Additionally, we propose an error model adjusted for next-generation sequencing by refining the traditional random model of error rate evaluation used in POLYBAYES (Marth et al. 1999) to involve substitution patterns arising from the fluorophore cross-talk noise factor. Our two experiments on small RNAs and 5′-end serial analysis of gene expression (SAGE) using Illumina (formerly Solexa) sequencing technology prove that our de novo clustering method markedly reduces sequencing errors. Finally, because massive numbers of reads must be clustered in a reasonable amount of time, we have attempted to minimize the computational time of the clustering process. We propose a frequency-based method for the detection of parent–child relationships accelerated by hash-based sequence searches that run in time linear to the number of given reads.

Results

Clustering of small RNAs

Small RNA guides markedly expand the capacity for spatiotemporal control of gene expression in multicellular organisms (Chapman et al. 2007). MicroRNAs (miRNAs), which are about 22 nucleotides (nt) in length and inhibit translation of target genes, constitute the major class of small RNA. We performed an experiment in which we observed approximately 5 million reads of small RNAs from the HT-29 human colon adenocarcinoma cell line using the Illumina small-RNA protocol (see details in Methods).

Because mature miRNAs have paralogs with highly similar sequences (Bartel 2004), we estimate that many observed miRNAs are, in fact, derived from errors in sequencing of more abundant miRNAs with small Hamming distances. For example, we observed one annotated read (hsa-miR-10a) 9281 times, as well as much less abundant sequences that had one mismatch to hsa-miR-10a, which was the most abundant miRNA (Table 1; see Supplemental material for short-read annotation procedures). Our statistical method, which considers the frequencies of individual sequences (see Methods), treats most of these low-abundance sequences as the result of sequencing errors. Interestingly, these erroneous sequences included hsa-miR-10b, a paralog of hsa-miR-10a. Whether hsa-miR-10b is actually expressed is highly doubtful, because the sequence occurred only five times. Few of the remaining nonannotated sequences can be real sequences, considering the low incidence of SNP variation in the human genome (∼1/300).

Table 1.

Observed sequences with one mismatch to hsa-miR-10a

graphic file with name 1309tbl1.jpg

The basic metrics of our initial processing results for Illumina sequencing of small RNAs are shown in Table 2. About 4.3 million reads out of 5 million QV-filtered reads were linker trimmed at their 3′ ends.

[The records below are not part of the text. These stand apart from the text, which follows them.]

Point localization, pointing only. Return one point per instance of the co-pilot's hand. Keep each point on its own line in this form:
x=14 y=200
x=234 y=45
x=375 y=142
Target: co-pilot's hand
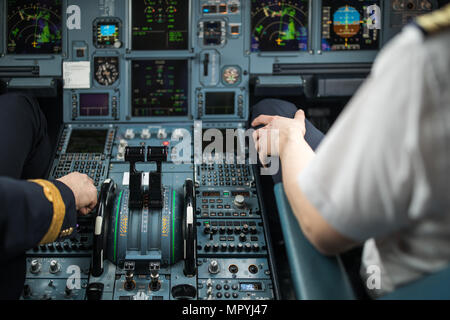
x=84 y=191
x=273 y=137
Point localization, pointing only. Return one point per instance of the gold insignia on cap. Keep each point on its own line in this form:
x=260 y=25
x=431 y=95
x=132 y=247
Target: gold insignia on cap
x=436 y=21
x=53 y=195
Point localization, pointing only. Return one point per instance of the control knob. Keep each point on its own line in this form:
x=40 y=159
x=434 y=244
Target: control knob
x=35 y=267
x=145 y=134
x=27 y=291
x=213 y=267
x=177 y=134
x=162 y=134
x=239 y=201
x=54 y=267
x=129 y=134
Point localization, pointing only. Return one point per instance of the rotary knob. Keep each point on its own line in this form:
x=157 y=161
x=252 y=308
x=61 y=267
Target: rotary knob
x=145 y=134
x=27 y=291
x=162 y=134
x=239 y=201
x=35 y=267
x=213 y=267
x=129 y=134
x=177 y=134
x=54 y=266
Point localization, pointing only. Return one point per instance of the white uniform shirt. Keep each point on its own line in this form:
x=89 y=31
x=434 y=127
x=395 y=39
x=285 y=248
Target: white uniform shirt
x=382 y=174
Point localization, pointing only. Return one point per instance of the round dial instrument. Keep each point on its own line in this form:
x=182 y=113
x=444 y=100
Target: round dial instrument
x=34 y=27
x=106 y=70
x=279 y=25
x=231 y=75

Their given Illumina QVs and expected error rates are shown in Figure 2. The sequencing quality decreased drastically after the 20th base, causing an intense upswing in the estimated error rate. Eland alignment results of linker-trimmed reads, including unique and nonunique mappings with at most two mismatches to references, are shown in Table 3 (see Supplemental material). Of the total number of linker-trimmed reads, 88% were aligned. As expected, sequences exactly matching the reference were more abundant than nonaligned sequences. For example, sequences with unique, perfect alignments dominated 47% of redundant reads (reads observed more than once), but constituted only 6% of nonredundant sequences, suggesting that reads with sequencing errors are more likely to be of relatively low abundance.

Table 2.

Illumina data processing metrics for small RNA reads of HT-29 cells

graphic file with name 1309tbl2.jpg

Figure 2.

Figure 2.

Distribution of base quality QVs given by Illumina of small RNA reads after trimming of 3′ linker sequences. (A) Average of given Illumina QVs at each base position. (B) Expected Illumina error rate P at each base. P is calculated from Q (the Illumina QV) at each position according to the formula: _P_error = 1/[1 + 10(Q/10)].

Table 3.

Eland alignment results of linker-trimmed small RNA reads of HT-29 cells

graphic file with name 1309tbl3.jpg

A total of 837,503 nonredundant small RNA sequences were clustered to 561,240 trees, of which 76,883 had more than one nonredundant sequence. The most abundant tree, represented by miRNA hsa-let-7f, occurred 385,285 times. The representative sequence itself, which was also the most abundant, occurred 309,820 times. This huge tree contained 3,175 sequences and had a depth of seven; an example of longest path is shown in Figure 3A. Only the root node for the representative sequence was annotated; the other sequences were not associated with any known annotation. The change in cumulative frequency before and after clustering is shown in Figure 3B. Collectively, the 400 most abundant sequences accounted for 50% of the total reads, whereas after clustering the top 87 clusters accounted for 50%. This indicates that highly expressed sequences generate large numbers of erroneous sequences that can be merged through de novo clustering.

Figure 3.

Figure 3.

Frequency-based de novo clustering improves short-read alignment to unique positions. Sequences are assigned to their parents if they fail in the nonsequencing error test (P < 0.01). (A) An example of the longest path in the cluster with the largest number of reads in the small RNAs sample. (B) Pink and red points indicate the cumulative frequencies of small RNAs ranked according to their frequencies before and after clustering, respectively. Their ranks are shown in the _x_-axis. (C) Percentages of redundant (or nonredundant) reads (or clusters) of the small RNAs sample that are aligned to the reference genome allowing for at most two mismatches. (D) Percentages of redundant (or nonredundant) 5′-end SAGE reads (or clusters) under the same conditions described in C.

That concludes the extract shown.